The Scamp: On Debauchery, Decadence, and Halloween
Monday, November 8, 2010
Every year a group of aging hippies throw a massive Halloween party in the secluded hill town of Montague, Massachusetts. The owner of the mansion on said estate offers, among other things, a potluck, a concert, a tree swing, a bon fire and a drum circle. This year, one of the more compelling elements was the candle-lined pathways that led to secluded areas where I found people either smoking kush or having sex.
As I watched an elderly couple scurry out of the woods half clothed I was perplexed and mildly unnerved: I thought these kinds of pagan ritual were only something about which we academics read. I looked on in disbelief at the abundance of people on acid passing joints left and right, the food and drink abounding, and the nymphs hanging from tree vines asking me if I wanted to "come play." At one o'clock in the morning however, party was cut short-as most good things are-by the police.
Why?
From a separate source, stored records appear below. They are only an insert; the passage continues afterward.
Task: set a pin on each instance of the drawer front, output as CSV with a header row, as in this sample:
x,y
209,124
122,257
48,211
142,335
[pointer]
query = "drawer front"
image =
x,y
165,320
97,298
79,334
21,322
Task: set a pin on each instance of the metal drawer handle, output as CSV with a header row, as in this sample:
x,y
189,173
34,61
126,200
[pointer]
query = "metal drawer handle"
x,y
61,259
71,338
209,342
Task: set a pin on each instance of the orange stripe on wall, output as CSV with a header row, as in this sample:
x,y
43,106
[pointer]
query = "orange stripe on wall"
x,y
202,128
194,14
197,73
Someone invited the kids.
They showed up around midnight with beer and brawn. As they poured in through the front gates I could almost smell the text messages heralding the "totally awesome party" spreading through electronic space like a diarrhea in a daycare. These kids did not arrive in costume. They heckled the crowd, partook of the potluck tables without contributing to it, and drank all the booze. As the sound of breaking bottles echoed ominously through the woods it became clear to me that what was once a good thing had been overrun by my own kind-snotty college students.
Normally I would be quick to support the debauchery of my fellow teenagers. They have a talent for underscoring the puritanical sensibilities of "old farts," which has essentially become a semantic stand-in for the more descriptive "bourgeoisie." I observed, that night, a mass of young people take advantage a group of aging hippies (granted: aging hippies with trust funds) and the safe space they had created for the consumption of drugs and alcohol.
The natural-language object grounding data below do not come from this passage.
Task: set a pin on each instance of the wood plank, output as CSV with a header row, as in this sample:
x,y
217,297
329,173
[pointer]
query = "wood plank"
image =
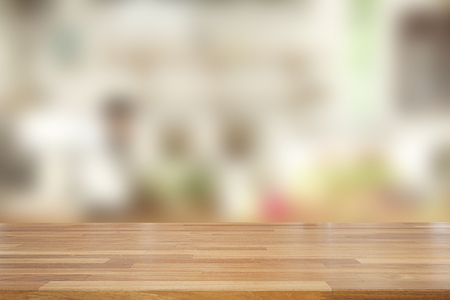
x,y
225,261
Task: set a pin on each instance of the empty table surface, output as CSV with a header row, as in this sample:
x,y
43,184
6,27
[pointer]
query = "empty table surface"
x,y
225,261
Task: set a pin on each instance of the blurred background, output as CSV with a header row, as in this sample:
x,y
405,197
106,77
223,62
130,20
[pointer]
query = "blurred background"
x,y
224,110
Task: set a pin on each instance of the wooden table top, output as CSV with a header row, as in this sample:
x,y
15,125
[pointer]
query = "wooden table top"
x,y
225,261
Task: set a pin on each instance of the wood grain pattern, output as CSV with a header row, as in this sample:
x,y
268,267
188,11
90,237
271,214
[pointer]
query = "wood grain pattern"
x,y
225,261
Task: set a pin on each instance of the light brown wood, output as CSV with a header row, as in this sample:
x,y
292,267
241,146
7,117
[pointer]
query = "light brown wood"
x,y
225,261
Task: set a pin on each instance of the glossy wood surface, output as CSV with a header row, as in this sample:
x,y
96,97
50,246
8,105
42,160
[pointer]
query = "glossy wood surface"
x,y
225,261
Where was the disconnect? Should the hippies have Seen It Coming? Or do we hold the teenagers accountable for being %#$@-heads? And most importantly, is there a preferable mode of partying that we can cultivate at Macalester.
The short answer is, "NO."
The long answer is that there exists a conflation of debauchery with decadence that leads Macalester students astray. We overvalue the hyper-masculine mode of partying, the ones the cops can smell, and this reflects our shallow understanding of ritual. In the case of Montague, it almost felt as though a bunch of hammered jocks had crashed an X fueled love-fest, an experience the more seasoned partiers of Macalester can surly attest to.
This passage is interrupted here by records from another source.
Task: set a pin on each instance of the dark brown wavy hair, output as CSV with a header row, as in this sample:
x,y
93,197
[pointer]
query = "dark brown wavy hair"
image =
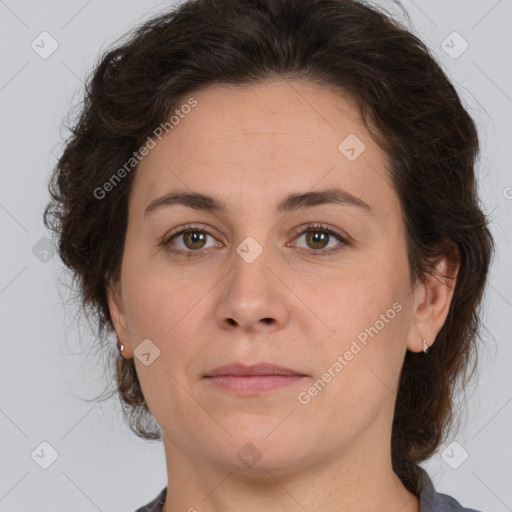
x,y
405,99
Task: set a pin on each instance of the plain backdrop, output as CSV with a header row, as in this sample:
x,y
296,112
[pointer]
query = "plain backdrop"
x,y
45,371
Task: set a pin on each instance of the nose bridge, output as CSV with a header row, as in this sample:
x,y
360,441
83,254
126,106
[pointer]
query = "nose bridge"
x,y
253,296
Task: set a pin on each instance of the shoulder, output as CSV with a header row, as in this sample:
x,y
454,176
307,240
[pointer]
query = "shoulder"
x,y
155,505
433,501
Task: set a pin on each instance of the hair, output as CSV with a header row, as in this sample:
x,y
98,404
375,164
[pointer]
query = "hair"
x,y
405,99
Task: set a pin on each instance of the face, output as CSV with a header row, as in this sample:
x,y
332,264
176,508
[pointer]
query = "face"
x,y
278,273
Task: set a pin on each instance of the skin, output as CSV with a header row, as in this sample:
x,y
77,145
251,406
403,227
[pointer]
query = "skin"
x,y
249,147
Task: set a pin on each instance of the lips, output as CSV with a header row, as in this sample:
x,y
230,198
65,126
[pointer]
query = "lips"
x,y
260,369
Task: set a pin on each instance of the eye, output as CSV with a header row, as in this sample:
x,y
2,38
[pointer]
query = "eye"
x,y
318,237
189,240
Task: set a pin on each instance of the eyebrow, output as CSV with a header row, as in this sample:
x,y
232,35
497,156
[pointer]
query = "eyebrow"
x,y
291,202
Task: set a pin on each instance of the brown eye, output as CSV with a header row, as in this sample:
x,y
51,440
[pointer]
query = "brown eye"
x,y
321,240
317,239
194,239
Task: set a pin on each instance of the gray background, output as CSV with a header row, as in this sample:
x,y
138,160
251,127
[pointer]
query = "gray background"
x,y
46,374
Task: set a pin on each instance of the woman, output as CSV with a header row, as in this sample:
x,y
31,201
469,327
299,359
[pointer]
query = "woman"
x,y
272,204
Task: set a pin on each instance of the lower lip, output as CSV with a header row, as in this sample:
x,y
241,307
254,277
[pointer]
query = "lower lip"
x,y
253,384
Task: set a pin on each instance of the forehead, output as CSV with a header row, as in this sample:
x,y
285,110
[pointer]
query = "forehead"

But what exactly is the difference between debauchery and decadence? In the first place, both are connected, it seems, to nature. Pagan decadence has been a symbol of the "organic society" as far back as you want to trace it. Theorists such as Baron de Montesquieu and Edward Gibbon would argue that the organic metaphor of decadence became best articulated in ancient Rome.
Smooshing culture and nature together, however, causes major problems. When we apply "the natural" to the specifically "cultural" we get stupid teenagers: I am an animal and so I must drink and party hard enough to behave like one. After Oscar Wilde, a cultural "performer" of sorts, it became clear that decadence was the application of social customs to human necessity. Decadence is, in short, the recognition of that necessity within a universe that might smite us at any moment.
Debauchery is tragic: the drunk-kid breaking a window is essentially the fallen king, shaking his fists at the sky, realizing that he never had any control over his fate from day one. Decadence is comedic: a reconciliation with uncertainty through being fabulous(!).
Decadence, for our purposes here at Macaleser, is a far more complex understanding of "partying." While debauchery is masturbatory, decadence has a purpose in society. Nobody cares about your emotional problems, but everyone loves it when you look spiffy.
When we party at Macalester we shouldn't do it to blow off steam all over someone else's property. We party to cultivate that steam, to rejuvenate the happiness the academy vampirically sucks away. Debauchery only requires that we are sour and lonely and stupid and bitter; anyone can walk into a random party and break things, but it is the genius who uses finesse.
In closing, I'd like to point out the obvious critique that decadence is aristocratic and therefore evil. Again, what a shallow understanding of decadence, for how many wealthy, paternalistic students do you know who take it upon themselves to vandalize property? That's the true aristocratic entitlement. Decadence is just a synthetic fur coat and a box of Franzia.